Saccocamera, Grischenko & Gordon & Melnik, 2018

Grischenko, Andrei V., Gordon, Dennis P. & Melnik, Viacheslav P., 2018, Bryozoa (Cyclostomata and Ctenostomata) from polymetallic nodules in the Russian exploration area, Clarion - Clipperton Fracture Zone, eastern Pacific Ocean-taxon novelty and implications of mining, Zootaxa 4484 (1), pp. 1-91: 33

publication ID

https://doi.org/10.11646/zootaxa.4484.1.1

publication LSID

lsid:zoobank.org:pub:D66524CF-9C6D-4DF4-8CA2-B2C9708CF5FD

persistent identifier

http://treatment.plazi.org/id/521587E4-5612-5527-09EE-FEAD8B4FFA79

treatment provided by

Plazi

scientific name

Saccocamera
status

n. gen.

Saccocamera   n. gen.

Type species. Saccocamera ampulla   n. sp.

Etymology. Latin saccus, sac, and camera, chamber, alluding to the discrete sac-like form of the incubation chamber. Gender feminine.

Diagnosis. Colony squat, wart-like, with peristomes radiating around 1–2 calyciform areas occupied by alveoli. Peristomial rims typically with projections. Colony surface mostly granular. Gonozooid discrete, sac-like, narrowing to laterally facing ooeciostome, lacking surficial ribbing, alveoli or pores.

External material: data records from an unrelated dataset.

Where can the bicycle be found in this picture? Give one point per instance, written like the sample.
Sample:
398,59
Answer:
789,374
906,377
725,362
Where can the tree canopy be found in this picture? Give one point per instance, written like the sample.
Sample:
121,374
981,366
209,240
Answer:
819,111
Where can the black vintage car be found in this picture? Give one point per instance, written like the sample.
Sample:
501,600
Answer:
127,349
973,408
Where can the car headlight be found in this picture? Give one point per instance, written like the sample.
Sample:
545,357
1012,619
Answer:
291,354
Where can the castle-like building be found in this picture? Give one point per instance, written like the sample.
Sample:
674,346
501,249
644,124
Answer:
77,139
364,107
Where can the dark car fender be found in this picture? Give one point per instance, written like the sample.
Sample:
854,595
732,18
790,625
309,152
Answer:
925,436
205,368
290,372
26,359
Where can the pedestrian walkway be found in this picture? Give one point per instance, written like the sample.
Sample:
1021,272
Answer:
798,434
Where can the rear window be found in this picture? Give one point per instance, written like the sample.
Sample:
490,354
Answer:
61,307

Remarks. Saccocamera   n. gen. is established here for a small suite of deep-sea species that resemble Disporella Gray, 1848   , but differ in having simple lageniform, sac-like incubation chambers that do not ramify between autozooids, and which lack pores and structural features on their surface like ribbing and alveoli. Apart from the type species, newly described here from the CCZ, other species include Saccocamera minima ( Moyano, 1991)   n. comb. from 1200–1800 m off northern Chile, Saccocamera minicamera ( Gordon & Taylor, 2010)   n. comb. from 750–1181 m on the Chatham Rise, New Zealand, and Saccocamera minutissima ( Gordon & Taylor, 2010)   n. comb. from 943–1097 m on the Chatham Rise.

Moyano (1991) had suggested that his new species Disporella minima   might be accommodated within a new genus, but left the question open. Gordon & Taylor (2010) considered this possibility but reasoned that the small size and saccular nature of the gonozooid might be no more than a consequence of small colony size, i.e. large colonies have large incubation chambers, small colonies have small chambers. Additionally, the occurrence of the gonozooid on the surface of the colony instead of being embedded in it might also be associated with small colony size and limited growth—large species have the capacity for increase in colony thickness, such that frontal growth of kenozooidal chambers can be achieved relatively quickly, partially or wholly concealing gonozooid surfaces. However, the finding of yet another small, squat deep-sea species with a simple saccular incubation chamber that lacks pores (unlike Disporella   ), or any surficial reticulation or chambers, strengthens the case for segregation of these species from Disporella   . Unfortunately, the ancestrula is not known in any species of Saccocamera   n. gen., but it is assumed to be adnate.

Moyano (1991) further believed that, if his new species were to be assigned to a new genus, then Disporella cookae David & Pouyet, 1986   would be congeneric. In fact, this species has a pedunculate colony form and large gonozooid very like that found in Alyonushka   n. gen., Calyssopora   n. gen. and Rallocamera   n. gen., but differs from these in having smooth calcification and a different form of incubation chamber in relation to alveoli; its ooeciopore is virtually flush with the gonozooid surface. It either belongs to yet another new genus or might be accommodated in a stretched concept of Calyssopora   . In having smooth calcification it is reminiscent of Dartevellopora neozelanica   , but in that species the column is made up of peristomial tubes with occluded apertures.